この武家屋敷門は、もと岡山藩池田家筆頭家老を代々勤めた、伊木家の下屋敷の表門であった。この下屋敷は荒手屋敷とも呼ばれ、後楽園の下手の中州にあった。屋敷内には茶室も多く、十四代伊木忠澄は三猿斎と称し、茶人としても名高い。
昭和十二年、河川改修工事のため水没する屋敷地内の門及び茶室を、鮎川義介氏が譲り受け、千代田区紀尾井町の自邸内に移築した。
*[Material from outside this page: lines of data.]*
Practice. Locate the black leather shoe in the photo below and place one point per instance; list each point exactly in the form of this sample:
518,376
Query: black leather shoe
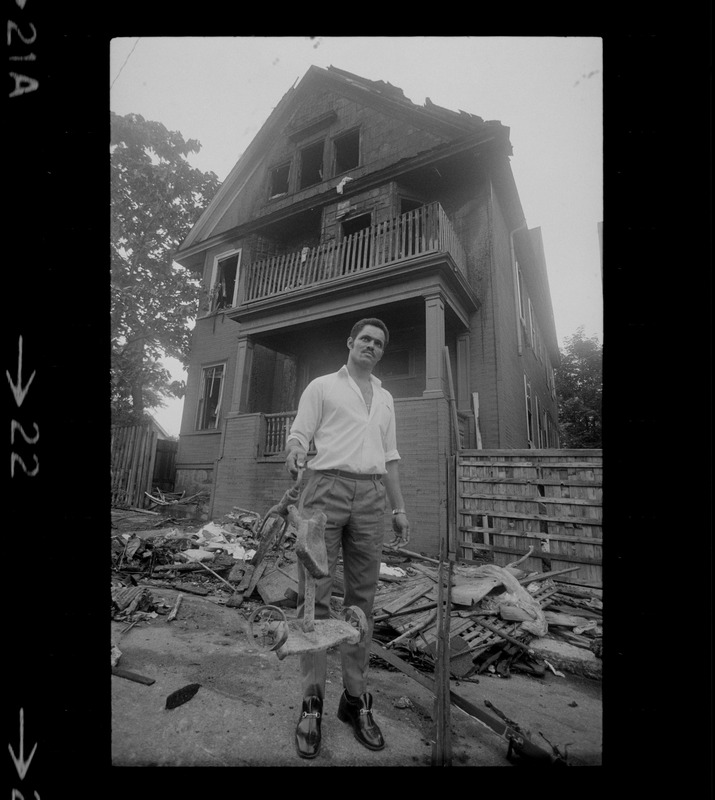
359,715
307,734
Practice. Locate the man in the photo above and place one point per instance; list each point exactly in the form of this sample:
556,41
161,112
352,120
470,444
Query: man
351,420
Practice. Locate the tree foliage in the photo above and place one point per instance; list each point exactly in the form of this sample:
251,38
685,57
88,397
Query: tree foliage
579,384
156,197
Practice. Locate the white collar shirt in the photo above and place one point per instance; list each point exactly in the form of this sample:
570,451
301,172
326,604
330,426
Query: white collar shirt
332,413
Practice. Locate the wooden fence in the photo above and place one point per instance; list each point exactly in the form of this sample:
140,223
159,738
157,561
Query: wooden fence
511,500
133,457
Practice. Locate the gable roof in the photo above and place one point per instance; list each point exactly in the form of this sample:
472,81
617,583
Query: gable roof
449,124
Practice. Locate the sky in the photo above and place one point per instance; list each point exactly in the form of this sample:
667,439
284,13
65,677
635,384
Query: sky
547,90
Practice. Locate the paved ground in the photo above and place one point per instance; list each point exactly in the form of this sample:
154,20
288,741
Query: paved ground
245,712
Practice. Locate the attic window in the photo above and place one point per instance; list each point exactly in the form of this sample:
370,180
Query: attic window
279,180
224,284
311,165
347,152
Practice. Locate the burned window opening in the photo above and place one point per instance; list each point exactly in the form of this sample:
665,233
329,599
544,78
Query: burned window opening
347,152
311,165
224,289
210,399
279,181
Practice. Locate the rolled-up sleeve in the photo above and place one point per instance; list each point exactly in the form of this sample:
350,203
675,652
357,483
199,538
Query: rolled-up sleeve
389,440
308,417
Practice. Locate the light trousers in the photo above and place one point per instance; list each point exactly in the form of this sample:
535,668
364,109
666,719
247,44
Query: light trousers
356,517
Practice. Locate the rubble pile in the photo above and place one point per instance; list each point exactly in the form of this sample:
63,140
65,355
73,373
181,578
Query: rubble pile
497,614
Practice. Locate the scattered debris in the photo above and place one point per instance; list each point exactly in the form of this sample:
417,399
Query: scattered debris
498,614
175,610
181,696
132,676
553,669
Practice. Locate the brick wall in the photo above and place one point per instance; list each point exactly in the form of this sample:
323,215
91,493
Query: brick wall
384,140
422,436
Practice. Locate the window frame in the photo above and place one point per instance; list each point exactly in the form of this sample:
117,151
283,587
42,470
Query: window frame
215,274
271,172
200,405
335,143
528,400
321,171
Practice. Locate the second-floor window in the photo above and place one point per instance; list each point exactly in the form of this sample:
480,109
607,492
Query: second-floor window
311,164
224,281
529,414
279,181
520,293
210,397
347,152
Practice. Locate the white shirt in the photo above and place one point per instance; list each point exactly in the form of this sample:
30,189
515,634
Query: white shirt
333,413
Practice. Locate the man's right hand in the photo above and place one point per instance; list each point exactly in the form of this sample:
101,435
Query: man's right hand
295,461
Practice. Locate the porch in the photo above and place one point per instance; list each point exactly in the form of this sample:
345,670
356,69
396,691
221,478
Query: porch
382,247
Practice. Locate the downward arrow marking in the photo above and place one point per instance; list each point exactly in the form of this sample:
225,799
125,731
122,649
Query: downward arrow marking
20,764
17,388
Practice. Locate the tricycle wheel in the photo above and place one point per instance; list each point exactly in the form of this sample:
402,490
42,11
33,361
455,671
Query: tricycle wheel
268,626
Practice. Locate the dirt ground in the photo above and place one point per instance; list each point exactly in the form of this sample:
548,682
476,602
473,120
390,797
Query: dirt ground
246,709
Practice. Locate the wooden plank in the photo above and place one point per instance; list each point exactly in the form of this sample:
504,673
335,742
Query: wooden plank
554,537
547,555
534,481
534,464
496,725
537,453
577,521
406,598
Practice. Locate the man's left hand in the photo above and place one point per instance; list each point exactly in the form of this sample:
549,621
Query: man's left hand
401,527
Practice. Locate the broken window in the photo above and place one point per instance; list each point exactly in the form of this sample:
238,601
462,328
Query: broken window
210,397
224,284
311,165
347,152
529,418
521,293
279,181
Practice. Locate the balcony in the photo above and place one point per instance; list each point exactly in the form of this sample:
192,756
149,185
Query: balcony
277,427
413,235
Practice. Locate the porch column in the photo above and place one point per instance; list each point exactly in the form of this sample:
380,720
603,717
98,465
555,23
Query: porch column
462,388
434,341
242,379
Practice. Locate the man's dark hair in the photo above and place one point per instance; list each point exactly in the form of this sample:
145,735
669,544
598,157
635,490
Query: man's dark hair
377,323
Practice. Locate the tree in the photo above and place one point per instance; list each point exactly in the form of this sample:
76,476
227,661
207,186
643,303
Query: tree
156,196
579,385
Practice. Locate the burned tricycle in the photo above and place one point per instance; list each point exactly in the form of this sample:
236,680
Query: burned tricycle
268,624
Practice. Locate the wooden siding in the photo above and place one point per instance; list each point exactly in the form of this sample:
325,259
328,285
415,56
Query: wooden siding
551,500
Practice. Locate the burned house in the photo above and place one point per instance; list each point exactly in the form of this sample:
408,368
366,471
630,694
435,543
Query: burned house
352,201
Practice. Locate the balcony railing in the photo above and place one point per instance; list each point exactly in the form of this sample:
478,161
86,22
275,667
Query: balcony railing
277,429
416,233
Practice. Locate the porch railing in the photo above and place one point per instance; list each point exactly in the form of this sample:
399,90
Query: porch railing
277,429
419,232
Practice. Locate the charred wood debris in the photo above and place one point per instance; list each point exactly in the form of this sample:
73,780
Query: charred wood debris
496,612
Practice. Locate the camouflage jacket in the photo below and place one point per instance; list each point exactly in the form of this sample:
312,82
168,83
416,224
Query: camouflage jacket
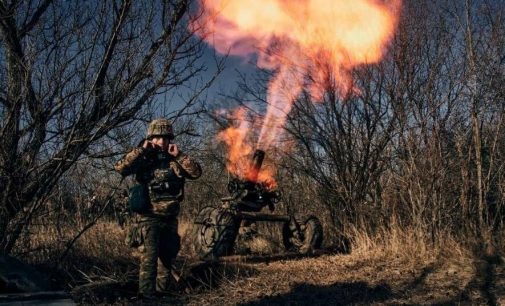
163,174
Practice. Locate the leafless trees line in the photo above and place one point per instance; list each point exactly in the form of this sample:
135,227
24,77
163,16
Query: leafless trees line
75,78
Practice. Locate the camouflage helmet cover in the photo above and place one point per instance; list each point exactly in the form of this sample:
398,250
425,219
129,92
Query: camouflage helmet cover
160,127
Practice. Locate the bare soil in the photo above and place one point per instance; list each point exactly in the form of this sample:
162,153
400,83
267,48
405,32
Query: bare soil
330,279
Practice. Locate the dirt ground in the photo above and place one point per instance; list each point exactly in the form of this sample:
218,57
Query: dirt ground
355,279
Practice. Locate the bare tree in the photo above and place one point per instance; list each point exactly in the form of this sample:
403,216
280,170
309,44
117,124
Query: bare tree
74,73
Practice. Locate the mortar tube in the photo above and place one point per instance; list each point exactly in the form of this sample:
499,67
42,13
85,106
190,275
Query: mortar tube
256,163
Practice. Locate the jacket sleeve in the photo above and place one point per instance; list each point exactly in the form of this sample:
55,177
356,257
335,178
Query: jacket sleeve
191,169
130,162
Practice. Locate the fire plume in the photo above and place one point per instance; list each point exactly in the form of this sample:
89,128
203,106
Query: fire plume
309,44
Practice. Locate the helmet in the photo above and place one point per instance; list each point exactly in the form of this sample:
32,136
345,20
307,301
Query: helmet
160,127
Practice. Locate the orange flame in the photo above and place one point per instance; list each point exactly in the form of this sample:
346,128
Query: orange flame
240,150
303,41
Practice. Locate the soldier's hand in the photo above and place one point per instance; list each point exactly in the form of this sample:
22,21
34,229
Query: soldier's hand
173,149
148,145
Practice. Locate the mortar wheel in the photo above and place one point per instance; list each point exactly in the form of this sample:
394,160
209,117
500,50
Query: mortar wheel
303,238
214,233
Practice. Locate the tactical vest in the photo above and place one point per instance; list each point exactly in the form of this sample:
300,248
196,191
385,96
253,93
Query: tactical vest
165,184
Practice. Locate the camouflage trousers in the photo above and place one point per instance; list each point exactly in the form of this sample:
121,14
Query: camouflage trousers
160,247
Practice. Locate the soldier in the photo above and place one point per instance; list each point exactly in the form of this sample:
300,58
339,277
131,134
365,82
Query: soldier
161,168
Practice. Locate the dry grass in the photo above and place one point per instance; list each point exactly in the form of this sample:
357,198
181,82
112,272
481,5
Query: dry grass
394,266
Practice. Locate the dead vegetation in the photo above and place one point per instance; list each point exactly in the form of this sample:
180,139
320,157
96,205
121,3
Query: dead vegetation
408,175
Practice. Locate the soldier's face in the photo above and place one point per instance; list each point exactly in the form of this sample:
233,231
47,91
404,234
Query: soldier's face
161,141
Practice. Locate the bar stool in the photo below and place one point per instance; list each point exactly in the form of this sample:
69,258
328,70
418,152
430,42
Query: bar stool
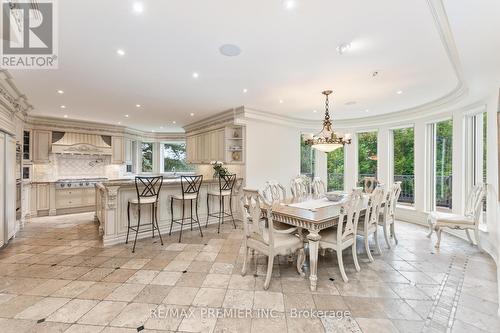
190,186
147,196
226,184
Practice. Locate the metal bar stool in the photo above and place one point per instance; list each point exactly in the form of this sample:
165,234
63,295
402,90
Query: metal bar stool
226,184
148,195
190,186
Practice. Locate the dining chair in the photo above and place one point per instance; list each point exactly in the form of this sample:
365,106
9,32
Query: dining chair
300,187
370,224
469,221
148,191
190,190
387,218
343,235
263,238
318,188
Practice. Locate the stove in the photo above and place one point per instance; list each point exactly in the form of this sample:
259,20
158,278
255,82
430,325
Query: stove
78,183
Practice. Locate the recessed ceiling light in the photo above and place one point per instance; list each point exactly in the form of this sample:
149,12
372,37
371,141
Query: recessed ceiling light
138,7
230,50
289,4
343,48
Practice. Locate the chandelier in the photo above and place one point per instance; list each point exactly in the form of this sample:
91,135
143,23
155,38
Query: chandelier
327,140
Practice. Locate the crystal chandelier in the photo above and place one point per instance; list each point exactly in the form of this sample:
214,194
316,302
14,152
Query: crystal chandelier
327,140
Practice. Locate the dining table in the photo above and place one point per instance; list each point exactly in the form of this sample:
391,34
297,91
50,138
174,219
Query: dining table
312,215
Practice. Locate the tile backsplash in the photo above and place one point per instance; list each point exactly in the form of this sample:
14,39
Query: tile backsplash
77,166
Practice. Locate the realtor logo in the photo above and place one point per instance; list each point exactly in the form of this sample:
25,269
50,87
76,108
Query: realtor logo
29,34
その後、昭和三十八年屋敷を現在地に移し、その表門として使用されていたが、昭和五十三年多摩川テラス建設にあたり、場所を移動して復元保存された。
門の形式は長屋門で、屋根を切妻造、本瓦葺とし、外壁は腰が海鼠壁で、他は漆喰の塗壁造りとなっている。
間取りは、向って右手が番所、左手が納戸部屋となっており、番所は正面に出格子、門扉に向っては与力窓がそれぞれ付き、格式の高さを示す。
中央には両開きの扉が入り、また、向って右手には片開き戸(潜り戸)、左手は板壁となっている。両開扉の親柱の柱間寸法は十・〇五尺(3.05メートル)、材質は、門扉は杉材、親柱及び冠木・出桁はいずれも松材が使用されている。
門扉には、吊り元に八双金物、饅頭金物、菱形の釘隠しも付けられている。
建築年代は不詳であるが、部材の風触、各部の仕様、下屋敷の造営史等から、江戸時代中期(十八世紀末期)頃と推定される。
当門は、大藩の家老屋敷の表門としての格式を示す遺構として貴重である。